How the Philippines Plans to Crush Bulk-Cash Smuggling
The House of Representatives of the Philippines filed a bill on Monday, March 9, aimed at curbing bulk-cash smuggling. The proposed Anti-Bulk Cash Smuggling Act of 2020, would impose reporting requirements and demand prior clearance for those transporting PHP500,000 or more in cash or using other monetary instruments. If passed, those caught violating the requirements could face several years in prison. Government employees who facilitate smuggling would be prosecuted, fined and may face prison time as well.
The legislation comes just a few days after the country’s Department of Finance announced that from mid-2019 to the present, two Chinese organized crime syndicates, “Rodriguez” and “Chinese,” have smuggled into the country $200 million and $168 million, respectively. Further, a total of approximately $180 million was brought into the Philippines from China just from December to February. Much of this cash has been brought in through couriers, who make trips to and from China a few times a week and avoid proper inspection at the airport with the help of corrupt police or military escorts.
This influx has invited greater scrutiny of the Philippines’ money laundering controls in general. Last week, on March 11, Cezar Consing, the president of the Banker’s Association of the Philippines, an organization of 45 member banks, warned that the country would be at risk of being singled out for its lax money laundering controls on the world stage — a step that may mean limited access to the global financial system — if this wasn’t addressed effectively.
The warning isn’t without merit either. The Asia/Pacific Group on Money Laundering (APG) conducted its mutual evaluation of the Philippines and published its findings in October 2019 and found “a number of deficiencies in the Philippines’ AML and counter-terrorism regime” that will need to be addressed in order to avoid being placed on FATF’s grey- or blacklist in the future. Whether the Philippines can follow through with implementing effective measures remains to be seen, but this bill could be a step in the right direction.
Will EPPO Take Control of EU AML?
EU nations have faced an unprecedented number of scandals in recent years. Danske Bank, Swedbank, Deutsche Bank and Nordea have all been at the center of various front-page money laundering stories.

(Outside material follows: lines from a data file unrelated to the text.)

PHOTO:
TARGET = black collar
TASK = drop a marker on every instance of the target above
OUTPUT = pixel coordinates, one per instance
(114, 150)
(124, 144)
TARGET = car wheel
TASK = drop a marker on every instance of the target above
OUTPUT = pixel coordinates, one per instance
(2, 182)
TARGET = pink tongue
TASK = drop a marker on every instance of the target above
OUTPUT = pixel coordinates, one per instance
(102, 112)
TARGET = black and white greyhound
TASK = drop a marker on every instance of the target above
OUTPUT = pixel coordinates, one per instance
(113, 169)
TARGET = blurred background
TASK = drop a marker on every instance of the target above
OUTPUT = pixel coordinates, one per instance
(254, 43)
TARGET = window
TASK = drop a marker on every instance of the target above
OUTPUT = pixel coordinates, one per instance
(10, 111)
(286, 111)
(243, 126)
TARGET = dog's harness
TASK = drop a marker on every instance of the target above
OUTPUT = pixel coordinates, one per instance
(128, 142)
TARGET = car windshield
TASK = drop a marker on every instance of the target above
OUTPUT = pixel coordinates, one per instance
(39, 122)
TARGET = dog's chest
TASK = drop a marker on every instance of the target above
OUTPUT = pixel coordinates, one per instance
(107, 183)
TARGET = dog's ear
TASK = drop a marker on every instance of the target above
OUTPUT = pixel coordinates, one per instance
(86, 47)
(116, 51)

To show strength on the issue, the EU Commission is planning to implement a new level of oversight. Last year an internal investigation revealed that the Member States were failing to appropriately apply AML rules with equal rigor. Applications of standards were misinterpreted or misapplied, FIUs were unable to work together coherently and cooperation became near-impossible.
The new reforms are currently being presented to the Commission and are expected to be implemented by 2023. With 5AMLD having just come into force in January and with 6AMLD expected to come into effect in December 2020, many are sure to be concerned as to when the EU plans to let its regulatory environment settle and prove its efficacy.
Considering that a key issue is multiple interpretations of regulations, it will be interesting to see how the EU Commission plans to prevent that from happening with the continuing slew of regulatory change. The European Banking Authority (EBA) has faced a great deal of scrutiny and criticism due to the numerous AML scandals.
It’s likely that a new EU body will be assigned oversight, an action supported by MEP Markus Ferber, the European Public Prosecutor’s Office (EPPO) is set to be created in November 2020 and is a frontrunner to take AML powers away from the EBA. The new body will be headed up by celebrated Romanian anti-corruption prosecutor, Laura Codruţa Kövesi.
If oversight is assigned to EPPO then the EBA will be able to focus solely on stress testing the financial systems of Member States, allowing for more targeted actions. It would also mean AML supervision could be with a body with a direct mandate to enact penalties and fines.